Привыкла Околь к мужу и незаметно так привязала его к себе, что Тимофей подолгу не отлучался из Евры; нет, не боялся — пропащим считал день без Околь. Привыкла она к братьям, сестрам Тимофея, к Евре, евринцам, к их непонятным обычаям и законам. Но оставалась она по-прежнему скованной и нераскрытой, как затянутая смолой кедровая шишка, где под жесткой чешуей в теплой темноте молочно наливается орех. Будто она нарочно не хотела быть замеченной, не хотела привлечь к себе чье-то внимание. Вдруг застывала на месте, отрешенная от всего, не слыша, что ее окликают или о чем-то просят. Или бродила по двору молча и напряженно, уходила в лес, глядя в тревожный, длинный, дымный закат. Апрасинья внимательно следила за невесткой, не лезла напролом в ее непокойную душу. Как ни пыталась она понять Околь, не смогла. А Тимофей ничего не замечал. Он словно растворился в Околь — собственной, цельной, без изъяна, красивой женщине, которую он может взять, когда ему угодно — хоть утром, хоть в горячий душный полдень. Он еще не верил тому, что вся она его — от бровей и до пяток.

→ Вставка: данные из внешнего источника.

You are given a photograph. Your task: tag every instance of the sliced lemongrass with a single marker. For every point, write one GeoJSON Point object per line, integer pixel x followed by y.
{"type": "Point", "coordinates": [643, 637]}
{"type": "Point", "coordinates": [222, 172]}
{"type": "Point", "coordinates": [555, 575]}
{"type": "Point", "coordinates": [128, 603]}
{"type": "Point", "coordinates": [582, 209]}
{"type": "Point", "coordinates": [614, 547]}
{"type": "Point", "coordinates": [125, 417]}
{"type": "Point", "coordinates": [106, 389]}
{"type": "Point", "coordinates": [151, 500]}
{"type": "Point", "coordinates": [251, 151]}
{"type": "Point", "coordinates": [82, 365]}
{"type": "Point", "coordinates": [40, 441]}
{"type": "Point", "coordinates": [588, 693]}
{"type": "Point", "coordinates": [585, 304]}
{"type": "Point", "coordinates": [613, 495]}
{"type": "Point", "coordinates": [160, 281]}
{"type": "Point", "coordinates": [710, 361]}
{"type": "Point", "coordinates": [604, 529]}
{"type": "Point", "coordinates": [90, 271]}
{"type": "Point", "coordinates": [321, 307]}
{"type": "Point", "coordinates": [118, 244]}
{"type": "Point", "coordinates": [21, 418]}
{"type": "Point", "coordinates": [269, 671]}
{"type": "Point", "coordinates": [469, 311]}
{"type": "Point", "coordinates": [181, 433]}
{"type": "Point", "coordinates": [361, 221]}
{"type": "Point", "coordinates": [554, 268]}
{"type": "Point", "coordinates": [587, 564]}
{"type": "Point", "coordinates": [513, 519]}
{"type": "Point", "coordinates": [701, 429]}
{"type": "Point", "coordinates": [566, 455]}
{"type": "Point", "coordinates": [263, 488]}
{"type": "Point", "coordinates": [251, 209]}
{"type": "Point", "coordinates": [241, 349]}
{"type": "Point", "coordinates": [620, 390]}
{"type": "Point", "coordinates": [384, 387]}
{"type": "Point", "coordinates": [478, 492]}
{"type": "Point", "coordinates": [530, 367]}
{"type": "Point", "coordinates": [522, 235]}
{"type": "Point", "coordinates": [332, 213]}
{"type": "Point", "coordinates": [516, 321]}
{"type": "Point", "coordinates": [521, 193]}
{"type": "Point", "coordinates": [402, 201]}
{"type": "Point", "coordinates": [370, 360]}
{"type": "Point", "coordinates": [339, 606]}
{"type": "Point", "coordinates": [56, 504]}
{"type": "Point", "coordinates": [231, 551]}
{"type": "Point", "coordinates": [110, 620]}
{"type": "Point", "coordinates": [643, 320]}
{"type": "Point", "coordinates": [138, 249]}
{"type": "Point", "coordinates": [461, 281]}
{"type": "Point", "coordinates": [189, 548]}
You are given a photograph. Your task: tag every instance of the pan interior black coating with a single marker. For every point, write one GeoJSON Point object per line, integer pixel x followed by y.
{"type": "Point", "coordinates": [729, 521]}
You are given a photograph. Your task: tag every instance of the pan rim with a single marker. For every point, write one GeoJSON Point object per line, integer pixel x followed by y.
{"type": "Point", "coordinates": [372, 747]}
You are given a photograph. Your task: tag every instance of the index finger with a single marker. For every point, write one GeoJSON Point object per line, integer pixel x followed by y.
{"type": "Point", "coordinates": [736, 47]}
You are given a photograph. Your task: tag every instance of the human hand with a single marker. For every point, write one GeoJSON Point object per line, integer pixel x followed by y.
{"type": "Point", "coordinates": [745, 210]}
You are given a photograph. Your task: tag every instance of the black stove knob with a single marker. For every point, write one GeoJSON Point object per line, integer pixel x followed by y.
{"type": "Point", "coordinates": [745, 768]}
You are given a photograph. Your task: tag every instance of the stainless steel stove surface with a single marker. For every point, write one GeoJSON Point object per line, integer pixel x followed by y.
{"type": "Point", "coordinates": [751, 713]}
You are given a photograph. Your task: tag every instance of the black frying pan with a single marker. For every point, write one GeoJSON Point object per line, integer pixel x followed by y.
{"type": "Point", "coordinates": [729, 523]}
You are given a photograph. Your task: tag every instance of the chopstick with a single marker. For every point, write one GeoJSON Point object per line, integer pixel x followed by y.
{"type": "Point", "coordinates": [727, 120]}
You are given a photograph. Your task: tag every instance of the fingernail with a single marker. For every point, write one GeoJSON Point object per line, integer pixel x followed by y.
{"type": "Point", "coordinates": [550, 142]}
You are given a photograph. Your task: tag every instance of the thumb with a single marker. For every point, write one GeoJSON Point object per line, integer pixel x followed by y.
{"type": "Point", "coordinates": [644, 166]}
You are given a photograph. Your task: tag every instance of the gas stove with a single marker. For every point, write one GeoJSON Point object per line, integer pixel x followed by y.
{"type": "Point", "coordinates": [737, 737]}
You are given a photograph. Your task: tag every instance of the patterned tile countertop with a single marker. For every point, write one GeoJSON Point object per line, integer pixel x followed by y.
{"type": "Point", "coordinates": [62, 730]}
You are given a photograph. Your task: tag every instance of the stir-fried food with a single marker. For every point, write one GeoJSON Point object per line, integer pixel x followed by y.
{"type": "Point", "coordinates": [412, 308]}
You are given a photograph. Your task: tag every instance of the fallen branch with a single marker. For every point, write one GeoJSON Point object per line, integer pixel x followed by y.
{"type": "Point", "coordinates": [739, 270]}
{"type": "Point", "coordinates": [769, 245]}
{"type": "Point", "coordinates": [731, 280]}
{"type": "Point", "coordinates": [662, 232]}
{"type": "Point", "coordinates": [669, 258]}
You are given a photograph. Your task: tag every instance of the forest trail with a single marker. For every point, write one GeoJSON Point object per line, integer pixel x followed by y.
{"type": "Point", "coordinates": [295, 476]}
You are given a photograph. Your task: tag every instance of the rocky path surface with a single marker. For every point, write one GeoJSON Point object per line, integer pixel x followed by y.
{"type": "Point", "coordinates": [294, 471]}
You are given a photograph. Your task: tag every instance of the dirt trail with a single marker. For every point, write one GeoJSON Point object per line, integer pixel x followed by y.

— Ты знаешь, какая моя баба?! — хвастает Тимофей перед мужиками. — О, я на нее, как в облака, падаю и лечу… Ой! Как я лечу! И она подо мной как утка на волне покачивается.

— На первых порах она вкусна, как стерлядка! — поддакивают евринцы. — Но и с нельмы на ершишку тянет. Бывает просто невмоготу как ершишку поесть охота…

— Ты, Тимоха, не больно-то сказывай, какая она у тебя наваристая, — поддразнивали его мужчины постарше. — Уйдешь в урман, кто-нибудь с ложкой придет похлебать из твоей колташихи! Смотри, парень!

— У меня глаз острый. С зубом у меня глаз, — отмахивается Тимофей. — Однако побегу, — торопится Тимофей. — Маленько мне бабы захотелось!

— А чего ему, — рассудили мужики и набили трубки. — Два пуда соболей отдал? Отдал. Теперь калым маленько себе возвращает.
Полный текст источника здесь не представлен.